Indeed, I think a reasonable person might easily conclude that the two claims, involving as they do allegations of lack of proper oversight of Antonucci, have “as a common nexus” a “circumstance” or “situation.” In that regard, I note that the policy’s definition of Interrelated Wrongful Acts is written very broadly; it provides that Wrongful Acts are Interrelated if they have as a common nexus “any fact, circumstance, situation, event or transaction.”

 

The word “any” is very comprehensive – if there is any fact circumstance or situation having a common nexus, then the Wrongful Acts are interrelated. Judge Batts faulted the directors’ argument because the overlap on which the directors relied was “painted in broad strokes” – that is, it only appeared at a high level of generalization. However nothing about the policy says that this level of generalization is insufficient. To the contrary, and to reiterate, the policy itself refers to any fact, circumstance, situation, event or transaction

 

The comprehensiveness of this definition communicates that it was intended to be interpreted and applied very broadly. In fact, insurers often are arguing that it should be interpreted very broadly, as for example when arguing that a subsequent claim is related to a prior claim made during a prior policy period in which the insurer did not provide coverage (refer for example here), or when the insurer is arguing that multiple claims made over multiple policy periods triggers only a single policy of insurance, not multiple policies (here).

 

Even recognizing all of the points Judge Batts made in her ruling, I still think it could reasonably be argued that the definition is amply expansive to include both of the claims involved here.

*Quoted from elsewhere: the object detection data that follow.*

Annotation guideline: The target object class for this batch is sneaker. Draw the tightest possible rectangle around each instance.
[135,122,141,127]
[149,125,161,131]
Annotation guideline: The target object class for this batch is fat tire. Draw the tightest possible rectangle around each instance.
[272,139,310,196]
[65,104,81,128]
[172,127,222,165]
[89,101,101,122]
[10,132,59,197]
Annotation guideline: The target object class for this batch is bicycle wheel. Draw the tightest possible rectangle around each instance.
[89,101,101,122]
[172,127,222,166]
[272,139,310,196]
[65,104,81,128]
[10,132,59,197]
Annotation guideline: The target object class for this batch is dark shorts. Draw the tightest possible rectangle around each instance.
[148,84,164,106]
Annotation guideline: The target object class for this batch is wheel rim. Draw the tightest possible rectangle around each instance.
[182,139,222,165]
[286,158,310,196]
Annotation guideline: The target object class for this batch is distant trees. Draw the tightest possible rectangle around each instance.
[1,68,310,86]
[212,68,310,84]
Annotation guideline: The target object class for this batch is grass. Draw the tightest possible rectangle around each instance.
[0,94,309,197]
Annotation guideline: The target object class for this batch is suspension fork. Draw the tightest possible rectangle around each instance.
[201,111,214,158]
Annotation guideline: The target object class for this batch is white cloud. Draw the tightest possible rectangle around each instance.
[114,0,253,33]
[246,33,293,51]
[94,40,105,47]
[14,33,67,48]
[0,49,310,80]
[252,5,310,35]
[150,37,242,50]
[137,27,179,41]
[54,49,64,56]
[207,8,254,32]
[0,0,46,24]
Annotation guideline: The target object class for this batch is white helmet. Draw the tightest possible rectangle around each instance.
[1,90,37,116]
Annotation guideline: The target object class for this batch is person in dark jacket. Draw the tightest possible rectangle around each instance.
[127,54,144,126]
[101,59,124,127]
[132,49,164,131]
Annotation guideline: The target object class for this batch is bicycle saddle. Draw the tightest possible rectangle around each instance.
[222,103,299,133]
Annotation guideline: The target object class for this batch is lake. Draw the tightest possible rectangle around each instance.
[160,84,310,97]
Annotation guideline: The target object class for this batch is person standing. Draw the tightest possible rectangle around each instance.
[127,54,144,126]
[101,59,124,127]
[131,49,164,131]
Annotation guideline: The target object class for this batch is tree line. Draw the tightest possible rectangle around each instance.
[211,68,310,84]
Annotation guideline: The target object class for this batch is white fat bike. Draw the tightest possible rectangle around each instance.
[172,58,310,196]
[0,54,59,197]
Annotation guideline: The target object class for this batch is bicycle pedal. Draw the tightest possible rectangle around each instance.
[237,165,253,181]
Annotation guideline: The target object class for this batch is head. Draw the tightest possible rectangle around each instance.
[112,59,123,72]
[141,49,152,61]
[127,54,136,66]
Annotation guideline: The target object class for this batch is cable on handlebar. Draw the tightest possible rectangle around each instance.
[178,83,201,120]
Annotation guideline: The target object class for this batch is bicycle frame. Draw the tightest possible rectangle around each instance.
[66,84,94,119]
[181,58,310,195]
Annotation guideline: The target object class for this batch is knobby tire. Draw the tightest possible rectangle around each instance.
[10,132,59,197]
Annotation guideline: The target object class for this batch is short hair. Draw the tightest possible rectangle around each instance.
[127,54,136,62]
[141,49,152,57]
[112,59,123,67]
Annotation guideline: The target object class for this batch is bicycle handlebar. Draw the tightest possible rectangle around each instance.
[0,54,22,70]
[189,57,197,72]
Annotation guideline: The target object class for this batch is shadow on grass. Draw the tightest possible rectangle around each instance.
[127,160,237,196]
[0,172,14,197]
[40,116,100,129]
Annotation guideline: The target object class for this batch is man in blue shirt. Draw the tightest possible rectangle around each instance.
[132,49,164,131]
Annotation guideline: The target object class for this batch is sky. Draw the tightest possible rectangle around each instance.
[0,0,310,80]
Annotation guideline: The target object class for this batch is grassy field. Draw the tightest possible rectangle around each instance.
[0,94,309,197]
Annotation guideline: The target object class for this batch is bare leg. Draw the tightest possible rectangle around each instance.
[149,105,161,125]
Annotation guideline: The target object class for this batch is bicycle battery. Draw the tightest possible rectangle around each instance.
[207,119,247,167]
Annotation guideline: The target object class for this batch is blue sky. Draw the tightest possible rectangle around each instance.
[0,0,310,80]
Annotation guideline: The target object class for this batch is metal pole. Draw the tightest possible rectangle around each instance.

And – to turn Judge Batts’s valedictory declamation on its head – since the policyholder expressly bargained and paid for a policy that provided coverage for subsequent claims that are interrelated with claims that are made during the policy period, the insurer here ought to provide coverage for the Kingsley claim, particularly given the breadth of the scope of the definition of Interrelated Wrongful Acts.  

 

As I have said previously about cases interpreting and applying interrelated wrongful act provisions, the cases taken collectively illustrate nothing so much as how elusive these issues can be. This case is a good example of this principle. The problem of course is that this is not some theoretical exercise. The individuals seeking coverage here now have no insurance to rely on to defend themselves against the allegations in the Kingsley complaint.

 

All of that said, I understand the Insurer’s position here as well. The Kingsley complaint was a securities fraud lawsuit relating to the bank CEO’s involvement in a third party (or self-interested) transaction. The FDIC demand letter related to the alleged mismanagement of the bank. I can see why the insurer felt that the two claims were unrelated. That is the problem with interrelatedness disputes. There are no clear answers and the outcomes wind up being a matter of perspective.